Simply Better Brands (SBBC) has restructured its convertible debenture offering that does not require a general security agreement.

It also reduces the total potential share dilution from the previous offering.

While the company has amended the terms of the non-brokered private placement of convertible debentures, which was announced on July 21, it should be noted that each convertible debenture will now mature 24 months from closing the offering.

Interest will also be 10 per cent per annum, calculated annually.

Interest will be payable quarterly until the maturity date.
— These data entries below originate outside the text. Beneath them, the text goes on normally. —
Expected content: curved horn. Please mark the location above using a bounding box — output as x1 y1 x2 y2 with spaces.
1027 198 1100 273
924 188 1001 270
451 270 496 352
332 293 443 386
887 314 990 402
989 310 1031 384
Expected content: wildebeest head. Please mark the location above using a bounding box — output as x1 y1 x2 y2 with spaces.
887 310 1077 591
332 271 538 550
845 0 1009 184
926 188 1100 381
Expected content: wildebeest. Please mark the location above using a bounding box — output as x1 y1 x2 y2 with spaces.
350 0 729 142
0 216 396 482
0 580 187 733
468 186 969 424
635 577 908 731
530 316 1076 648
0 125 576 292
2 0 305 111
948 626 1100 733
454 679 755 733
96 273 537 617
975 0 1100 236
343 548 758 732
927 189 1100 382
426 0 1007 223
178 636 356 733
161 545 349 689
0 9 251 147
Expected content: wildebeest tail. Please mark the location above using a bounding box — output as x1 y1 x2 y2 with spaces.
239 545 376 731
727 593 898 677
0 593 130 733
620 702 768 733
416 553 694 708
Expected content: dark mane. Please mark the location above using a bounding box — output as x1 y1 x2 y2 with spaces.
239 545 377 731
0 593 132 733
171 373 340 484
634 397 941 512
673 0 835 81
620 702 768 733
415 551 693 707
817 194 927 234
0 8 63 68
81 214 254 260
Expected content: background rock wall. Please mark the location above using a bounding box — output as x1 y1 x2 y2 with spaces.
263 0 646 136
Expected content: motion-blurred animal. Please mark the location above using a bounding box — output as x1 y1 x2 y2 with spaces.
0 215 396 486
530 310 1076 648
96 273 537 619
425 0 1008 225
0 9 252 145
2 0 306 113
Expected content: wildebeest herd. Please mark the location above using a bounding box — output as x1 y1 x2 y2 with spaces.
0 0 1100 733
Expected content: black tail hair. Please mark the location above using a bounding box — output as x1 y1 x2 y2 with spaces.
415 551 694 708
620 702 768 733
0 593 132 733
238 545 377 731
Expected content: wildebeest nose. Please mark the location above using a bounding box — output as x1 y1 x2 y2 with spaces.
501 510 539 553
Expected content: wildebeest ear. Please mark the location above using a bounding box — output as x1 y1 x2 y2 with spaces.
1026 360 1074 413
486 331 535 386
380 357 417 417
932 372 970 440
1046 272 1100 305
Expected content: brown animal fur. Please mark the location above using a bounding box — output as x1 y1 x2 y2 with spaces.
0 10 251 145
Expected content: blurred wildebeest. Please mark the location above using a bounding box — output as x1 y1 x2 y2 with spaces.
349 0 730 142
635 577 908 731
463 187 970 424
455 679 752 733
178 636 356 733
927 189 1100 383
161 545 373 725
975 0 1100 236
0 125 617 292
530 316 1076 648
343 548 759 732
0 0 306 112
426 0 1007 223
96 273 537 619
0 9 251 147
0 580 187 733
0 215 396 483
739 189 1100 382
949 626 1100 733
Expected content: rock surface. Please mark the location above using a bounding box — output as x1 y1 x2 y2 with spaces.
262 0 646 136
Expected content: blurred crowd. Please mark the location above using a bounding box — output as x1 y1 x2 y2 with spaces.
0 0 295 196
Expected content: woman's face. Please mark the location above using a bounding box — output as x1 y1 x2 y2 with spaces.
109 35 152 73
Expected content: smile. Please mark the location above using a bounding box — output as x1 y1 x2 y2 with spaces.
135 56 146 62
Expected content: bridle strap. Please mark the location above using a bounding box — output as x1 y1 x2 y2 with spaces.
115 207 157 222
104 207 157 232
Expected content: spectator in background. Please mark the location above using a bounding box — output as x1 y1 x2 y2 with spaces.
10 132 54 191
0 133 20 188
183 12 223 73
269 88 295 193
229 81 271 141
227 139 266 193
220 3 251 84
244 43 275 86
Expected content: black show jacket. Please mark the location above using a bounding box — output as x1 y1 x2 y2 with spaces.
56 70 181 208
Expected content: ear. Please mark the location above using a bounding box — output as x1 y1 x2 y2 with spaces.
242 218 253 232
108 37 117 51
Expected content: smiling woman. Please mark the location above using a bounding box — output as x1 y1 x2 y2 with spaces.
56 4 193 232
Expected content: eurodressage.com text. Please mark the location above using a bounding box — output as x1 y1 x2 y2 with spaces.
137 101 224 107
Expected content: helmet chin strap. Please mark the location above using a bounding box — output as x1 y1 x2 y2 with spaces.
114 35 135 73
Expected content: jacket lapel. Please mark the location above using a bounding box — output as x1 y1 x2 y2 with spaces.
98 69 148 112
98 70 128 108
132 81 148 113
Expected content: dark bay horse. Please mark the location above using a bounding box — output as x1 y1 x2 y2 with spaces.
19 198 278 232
The interest can be converted into common shares.

The convertible debentures will be convertible at the holder’s election into common shares at $0.39.

Simply Better Brands has the option to force the conversion of the convertible debentures in the event the volume weighted average price of the common shares on the TSXV is greater than $1.00 for any five consecutive trading days.

Each convertible debenture holder will receive a one-half warrant for each common share exercisable at $0.59.

The company is looking to use the net proceeds for short-term debt reduction and general working capital to support sales growth across its portfolio of brands.

The company also noted that it is reducing the size of the convertible debenture financing raise from up to $9,100,000 to up to $2,000,000.

This update would issue up to 7.7 million new shares compared to the previous offering, which could have issued up to 23.3 million new shares.

The amended convertible debenture offering will potentially reduce the new shares to 15.6 million.

As of yesterday, the current outstanding shares are 35,691,825. This includes shares from the recently closed common share private placement announced on July 26. 

“The revised plan fuels sustainable growth while not further encumbering our balance sheet and minimizing potential dilution for our shareholders,” says Kathy Casey, Simply Better Brands Corp.

“Our operational fundamentals are strong as we plan to more than triple our revenue this year, increase our gross margin to 63 to 65 per cent and achieve positive adjusted EBIDTA,” added Casey.

Simply Better Brands Corp. leads an international omnichannel platform with diversified assets in the emerging plant-based and holistic wellness consumer product categories.

Simply Better Brands (SBBC) is up 4.71 per cent, trading at C$0.44 at 1:54 pm EST.